Years ago, the English child psychologist Donald Winnicott propounded the notion of the “good enough” mother. The guilt of not doing more, not being a perfect mother, not being a goddess offering an ever-flowing fountain of selfless love—it all just gets in the way. As the saying goes, great is the enemy of good. Sometimes, accepting mediocrity is what gives you the space to transcend it. You can’t be extraordinary without first embracing your ordinariness. And so it is with Christmas—and other things in your life. So here’s to a good enough Christmas. And a good enough everything else, too.
• Have the Christmas you want. What would be good for you? There might well be family obligations, duties, expectations that have to be met, but are there also spaces over the holiday period where you can do what you want? Where and when and how are you going to play? Are you going to start or continue your own quirky, individual Christmas traditions that have nothing to do with how it’s all supposed to be? Are you going to do your thing? When Scrooge awakens, transformed, from his dreams on Christmas morning, he is liberated, free, alive, and sets about living his life like an unleashed puppy. Writes Dickens: “He cared not if people laughed at him—his own heart laughed.”

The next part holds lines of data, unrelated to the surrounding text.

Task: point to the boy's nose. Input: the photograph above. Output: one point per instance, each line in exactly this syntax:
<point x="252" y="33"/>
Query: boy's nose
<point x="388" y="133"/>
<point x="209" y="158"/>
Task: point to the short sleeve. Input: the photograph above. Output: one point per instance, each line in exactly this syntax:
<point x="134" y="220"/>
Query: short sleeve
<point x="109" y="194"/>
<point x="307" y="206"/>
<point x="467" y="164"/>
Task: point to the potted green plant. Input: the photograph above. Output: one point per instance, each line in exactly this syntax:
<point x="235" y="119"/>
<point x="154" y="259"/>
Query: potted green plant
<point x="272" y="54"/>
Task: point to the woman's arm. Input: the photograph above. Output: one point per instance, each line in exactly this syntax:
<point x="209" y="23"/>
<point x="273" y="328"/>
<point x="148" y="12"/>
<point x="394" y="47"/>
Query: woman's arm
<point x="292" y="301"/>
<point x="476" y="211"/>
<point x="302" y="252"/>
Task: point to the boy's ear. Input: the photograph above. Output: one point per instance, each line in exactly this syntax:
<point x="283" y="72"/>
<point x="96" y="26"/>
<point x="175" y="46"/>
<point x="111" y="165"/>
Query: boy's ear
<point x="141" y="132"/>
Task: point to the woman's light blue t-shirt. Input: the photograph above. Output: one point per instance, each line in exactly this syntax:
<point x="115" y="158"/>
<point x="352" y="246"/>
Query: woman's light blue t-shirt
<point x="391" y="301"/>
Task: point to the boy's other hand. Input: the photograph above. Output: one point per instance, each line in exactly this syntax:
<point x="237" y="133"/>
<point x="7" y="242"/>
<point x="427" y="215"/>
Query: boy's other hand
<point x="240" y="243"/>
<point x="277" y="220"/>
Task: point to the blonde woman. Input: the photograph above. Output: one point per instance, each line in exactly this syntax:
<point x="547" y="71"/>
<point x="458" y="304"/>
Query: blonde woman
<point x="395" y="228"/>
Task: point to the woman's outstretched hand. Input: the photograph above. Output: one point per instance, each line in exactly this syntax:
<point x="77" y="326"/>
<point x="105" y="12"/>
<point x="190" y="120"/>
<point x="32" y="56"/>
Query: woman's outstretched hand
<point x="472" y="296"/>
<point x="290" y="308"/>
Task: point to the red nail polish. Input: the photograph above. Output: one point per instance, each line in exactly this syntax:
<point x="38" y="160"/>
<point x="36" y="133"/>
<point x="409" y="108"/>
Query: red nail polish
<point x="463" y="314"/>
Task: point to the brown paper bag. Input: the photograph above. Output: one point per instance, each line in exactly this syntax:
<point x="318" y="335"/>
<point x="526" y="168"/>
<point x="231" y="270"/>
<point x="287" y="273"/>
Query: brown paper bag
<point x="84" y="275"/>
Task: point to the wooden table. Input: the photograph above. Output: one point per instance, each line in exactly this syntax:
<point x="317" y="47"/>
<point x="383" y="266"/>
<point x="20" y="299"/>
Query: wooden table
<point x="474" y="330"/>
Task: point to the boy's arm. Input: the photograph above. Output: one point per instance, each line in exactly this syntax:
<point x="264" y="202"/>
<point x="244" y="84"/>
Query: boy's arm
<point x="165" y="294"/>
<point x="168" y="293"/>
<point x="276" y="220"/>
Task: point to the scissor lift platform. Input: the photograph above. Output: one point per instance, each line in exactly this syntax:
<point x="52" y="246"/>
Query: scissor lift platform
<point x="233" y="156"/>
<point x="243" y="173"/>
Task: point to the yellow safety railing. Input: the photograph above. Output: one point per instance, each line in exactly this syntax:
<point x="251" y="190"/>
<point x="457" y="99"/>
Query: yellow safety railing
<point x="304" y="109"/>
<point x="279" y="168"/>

• Look after yourself. It’s a stressful enough time as year as it is—our coping strategies are more important than ever. Yet there’s a tendency over the holidays to stop doing all the normal things that you do to keep healthy and happy. It’s a time of year when we give ourselves permission to relax the normal rules. In Freudian terms, we give our “superego” the rest of the year off, and our normally repressed “id” leaps onto the stage, ready to party. We stay up late eating ice cream, we have red wine for breakfast, we wear really terrible sweaters. We do silly, impulsive, embarrassing things. That’s all fine, well and good—Christmas is indeed playtime. But then sometimes, it suddenly isn’t good, and we feel listless, irritable, bored, apathetic, empty, guilty or anxious. We’ve gone too far; there is psychic indigestion. We need some balance. There’s no need to completely lose control; no need to give the “ego” the rest of the year off, too. Think about the things that make you feel good—a little exercise, perhaps, a good night’s sleep, some healthy food, creativity, some music, meditation, moderation. Don’t abandon them—or you—just because it’s Christmas.
• If things get really bad, seek help. Organisations like the Samaritans and Sane are there for you throughout the holidays. Go to my help page to find details of organizations that offer support.
• Do some giving that doesn’t involve a credit card. Give some of your time, energy and presence to a friend in need, a neighbour, a charity, a crisis centre. Make your Christmas presents instead of buying them, and make them personal. Giving is a massive reward—a gift to you, too. (Trade secret: That’s why people become therapists.)
• Plan your own ascension, renaissance, transformation. Away from Christmas—the loud and drunken parties, the relentless extortions and exhortions to buy things, the epicurean excesses, all the tinselly, frivolous nonsense—there is something else, something eternal, timeless, a kind of immutable wisdom. For some, of course, this has religious significance. For others, it’s all about the Winter Solstice. At this time of year, long before Christmas was invented, people would celebrate Saturnalia, a pagan festival of light—December 25 was said to be the birthday of Invictus, the Sun God. The shortest day is past and a new sun is rising. The days will be getting longer and things will soon start to grow afresh. The world turns. Here, in the quiet and stillness of the dead of winter, when everything is stripped back and bare, we can reflect, plan, and prepare. Sometimes we make a list of new year’s resolutions as a substitute for actually doing them, making changes, taking charge of our life. Maybe this time it will be different. It's a new dawn, it's a new day, it's a new life.